Monday, December 16, 2013

Part 3 - Architecting Storage for vSphere Environments - A Scoop from my vForum Prezo!

In continuation to the series on "Architecting vSphere Environments", this post talks about Architecting the storage for a vSphere Infrastructure. For those who have not read the previous parts of this series, I would highly recommend you go through them in order to get a complete picture on the  considerations which matter the most while designing the various components of a vSphere Infrastructure.

Here are the links to the parts written before:-

Considering you have read the other parts, you would know that I have been talking about "Key Considerations" only in this series of articles, hence this post would be no different and would only talk about the most important points to keep in mind while designing the STORAGE architecture on which you will run your virtual machines. As mentioned before this comes from my experiences which I have gained from the field and from advises which I have read & discussed with a lot of Gurus in the VMware community.

With the changes in the storage arena in the past 2 to 3 years, I will not only talk about traditional storage design, but would also throw in some advice on the strategy of adopting Software Defined Storage (SDS).
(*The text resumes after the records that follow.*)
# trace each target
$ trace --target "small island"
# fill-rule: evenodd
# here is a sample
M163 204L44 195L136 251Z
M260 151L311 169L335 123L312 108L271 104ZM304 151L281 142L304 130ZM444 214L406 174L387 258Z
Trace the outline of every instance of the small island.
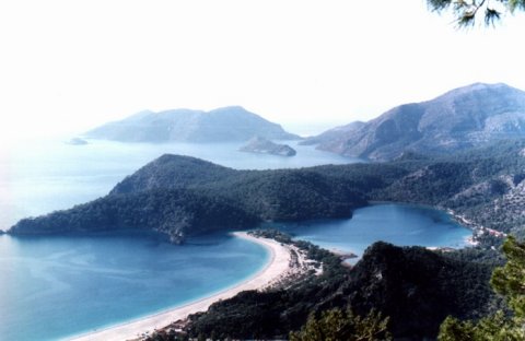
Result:
M262 137L255 137L240 149L241 152L294 156L298 152L288 144L278 144Z
M85 141L84 139L81 139L81 138L72 138L71 140L69 140L68 142L66 142L67 144L71 144L71 145L85 145L85 144L89 144L88 141Z

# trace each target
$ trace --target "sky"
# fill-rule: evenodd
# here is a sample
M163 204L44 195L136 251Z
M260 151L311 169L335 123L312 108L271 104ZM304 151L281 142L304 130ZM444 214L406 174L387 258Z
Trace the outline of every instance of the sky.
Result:
M229 105L307 134L475 82L525 90L524 28L458 31L424 0L0 1L0 142Z

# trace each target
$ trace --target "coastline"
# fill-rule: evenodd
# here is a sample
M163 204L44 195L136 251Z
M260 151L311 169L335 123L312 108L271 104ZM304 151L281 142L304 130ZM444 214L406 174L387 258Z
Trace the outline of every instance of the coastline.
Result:
M201 298L199 301L168 309L162 313L150 315L137 320L120 324L115 327L108 327L102 330L75 336L69 338L72 341L124 341L136 340L144 334L151 334L155 330L160 330L177 320L185 319L188 315L206 311L213 303L228 299L235 296L237 293L247 290L261 290L278 282L290 271L291 254L290 248L281 245L273 239L256 238L245 232L233 233L235 237L257 243L264 246L270 252L270 261L264 269L258 271L253 277L246 279L244 282L221 291L211 296Z

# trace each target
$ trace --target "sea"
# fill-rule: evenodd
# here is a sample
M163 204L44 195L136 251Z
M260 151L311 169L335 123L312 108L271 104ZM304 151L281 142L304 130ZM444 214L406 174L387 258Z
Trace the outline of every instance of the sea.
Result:
M0 152L0 230L27 216L106 195L127 175L165 153L236 169L298 168L364 162L288 142L293 157L238 152L240 143L148 144L67 139L28 141ZM362 251L375 240L464 246L470 231L446 213L374 204L350 220L278 224L326 248ZM209 296L254 275L269 255L228 234L183 246L155 234L0 236L0 340L61 340Z

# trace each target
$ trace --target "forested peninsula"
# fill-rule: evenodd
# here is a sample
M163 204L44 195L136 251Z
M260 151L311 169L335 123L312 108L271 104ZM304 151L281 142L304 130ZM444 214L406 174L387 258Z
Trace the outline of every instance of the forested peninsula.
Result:
M525 142L517 140L448 156L405 153L386 163L278 170L235 170L166 154L107 196L24 219L9 233L153 230L180 243L261 222L349 217L370 201L399 201L450 209L474 227L523 235L525 216L512 208L524 200L524 169Z

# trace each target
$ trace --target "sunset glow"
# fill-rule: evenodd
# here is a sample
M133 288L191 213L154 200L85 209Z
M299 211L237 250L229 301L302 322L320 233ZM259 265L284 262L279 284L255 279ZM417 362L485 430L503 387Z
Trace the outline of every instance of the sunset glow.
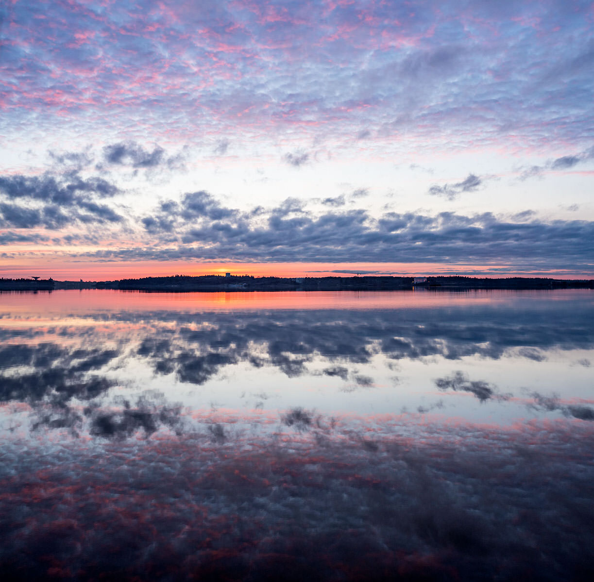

The slide below indicates the same.

I would start with talking about the Traditional Storage and the key areas. Let's begin with talking about IOPS (Input/Output Per Second). Have a look at the slide below.

The credit for the numbers and formula shown in the above slide goes to Duncan Epping. He has a great article which explains IOPS. Probably the first search result on Google if you search for the keyword "IOPS". I included this into my presentation because this is still the most miscalculated and ignored area in more than 50% of virtual infrastructures. In my experience only 2 out of 10 customers I meet discuss IOPS. Such facts worry me as deep inside I know that someday the Virtual Infrastructure would come down like a pack of cards if the storage is not sized appropriately. With this let's look at some of the key areas around IOPS.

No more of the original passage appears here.